The advanced platform allows the user to control robotic hands using gloves that provide realistic tactile feedback. It was developed by an international team of scientists and engineers from the Shadow Robot Company, SynTouch, HaptX, and the Japanese parent company of All Nippon Airways, ANA Holdings. Recently, that team conducted a test where a user in California wearing the gloves manipulated a range of objects in London via the robotic hands.
At the re:Mars event in Las Vegas, Bezos used the gloves system to stack plastic cups a few feet away, as well as play with a small ball and stack rings in a puzzle. “That is really impressive,” he said upon finishing the demo. “The tactile feedback is really tremendous.”
Amazon’s re:MARS Tech Showcase was the first time the system had been tested outside of a lab environment. While still in the early stages of development, there are numerous potential applications for the telerobotic platform, including bomb disposal, deep- sea engineering, clean room manufacturing and even off-world exploration.
We are only beginning to scratch the surface of what is possible with these advanced Avatar systems and through telerobotics in general,” said Kevin Kajitani, co-director of ANA Holdings’ Avatar Division.
“In addition to sponsoring the $10m ANA Avatar XPRIZE, we’ve approached our three partner companies to seek solutions that will allow us to develop a high performance, intuitive, general-purpose Avatar hand. We believe that this technology will be key in helping humanity connect across vast distances.”
Another significant market opportunity is nuclear decommissioning, with the company already in talks with the UK government about helping to tackle its legacy nuclear waste.

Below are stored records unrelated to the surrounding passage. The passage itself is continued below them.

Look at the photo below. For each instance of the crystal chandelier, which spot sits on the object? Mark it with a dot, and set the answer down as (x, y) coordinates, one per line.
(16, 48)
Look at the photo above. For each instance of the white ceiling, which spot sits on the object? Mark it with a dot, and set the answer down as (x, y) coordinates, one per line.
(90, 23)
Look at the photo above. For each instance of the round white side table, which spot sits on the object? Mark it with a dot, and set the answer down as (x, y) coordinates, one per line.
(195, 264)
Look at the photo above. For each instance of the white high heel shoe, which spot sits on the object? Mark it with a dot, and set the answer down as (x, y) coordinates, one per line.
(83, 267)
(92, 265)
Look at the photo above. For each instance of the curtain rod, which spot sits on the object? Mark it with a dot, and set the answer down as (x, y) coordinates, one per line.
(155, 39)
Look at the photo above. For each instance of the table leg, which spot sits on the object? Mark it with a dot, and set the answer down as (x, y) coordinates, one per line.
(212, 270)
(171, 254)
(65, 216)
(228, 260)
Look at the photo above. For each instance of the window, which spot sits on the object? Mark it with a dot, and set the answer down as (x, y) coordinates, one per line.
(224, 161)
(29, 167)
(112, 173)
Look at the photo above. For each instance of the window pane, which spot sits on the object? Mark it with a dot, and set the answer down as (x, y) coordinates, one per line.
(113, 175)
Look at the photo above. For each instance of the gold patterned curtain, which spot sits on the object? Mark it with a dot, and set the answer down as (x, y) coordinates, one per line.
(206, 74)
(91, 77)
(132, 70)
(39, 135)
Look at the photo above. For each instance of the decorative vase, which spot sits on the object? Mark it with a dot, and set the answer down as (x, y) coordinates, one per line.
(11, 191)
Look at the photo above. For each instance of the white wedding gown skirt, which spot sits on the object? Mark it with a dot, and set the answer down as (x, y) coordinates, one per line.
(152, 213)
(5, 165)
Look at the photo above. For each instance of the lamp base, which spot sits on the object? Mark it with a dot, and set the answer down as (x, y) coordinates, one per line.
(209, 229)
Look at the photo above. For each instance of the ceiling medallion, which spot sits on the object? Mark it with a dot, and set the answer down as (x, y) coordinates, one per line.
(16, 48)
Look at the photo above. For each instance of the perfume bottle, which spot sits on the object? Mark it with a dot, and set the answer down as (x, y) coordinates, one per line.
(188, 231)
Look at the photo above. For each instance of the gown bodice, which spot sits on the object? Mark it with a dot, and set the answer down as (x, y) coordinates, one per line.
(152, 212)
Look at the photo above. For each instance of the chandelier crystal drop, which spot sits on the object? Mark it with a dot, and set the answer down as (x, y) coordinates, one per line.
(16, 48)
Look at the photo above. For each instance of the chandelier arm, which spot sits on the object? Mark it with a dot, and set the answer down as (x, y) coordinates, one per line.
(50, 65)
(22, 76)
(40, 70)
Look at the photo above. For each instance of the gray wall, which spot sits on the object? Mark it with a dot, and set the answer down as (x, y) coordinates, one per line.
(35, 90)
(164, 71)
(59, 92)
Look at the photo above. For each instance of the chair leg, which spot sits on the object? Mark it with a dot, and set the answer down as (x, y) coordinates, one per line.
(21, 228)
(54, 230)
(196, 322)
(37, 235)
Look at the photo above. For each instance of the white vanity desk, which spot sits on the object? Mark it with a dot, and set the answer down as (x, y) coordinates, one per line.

“Our remotely controlled system can help transform work within risky environments such as nuclear decommissioning and we’re already in talks with the UK nuclear establishment regarding the application of this advanced technology,” said Rich Walker, managing director of the Shadow Robot Company.
“It adds a layer of safety between the worker and the radiation zone as well as increasing precision and accuracy within glovebox-related tasks.”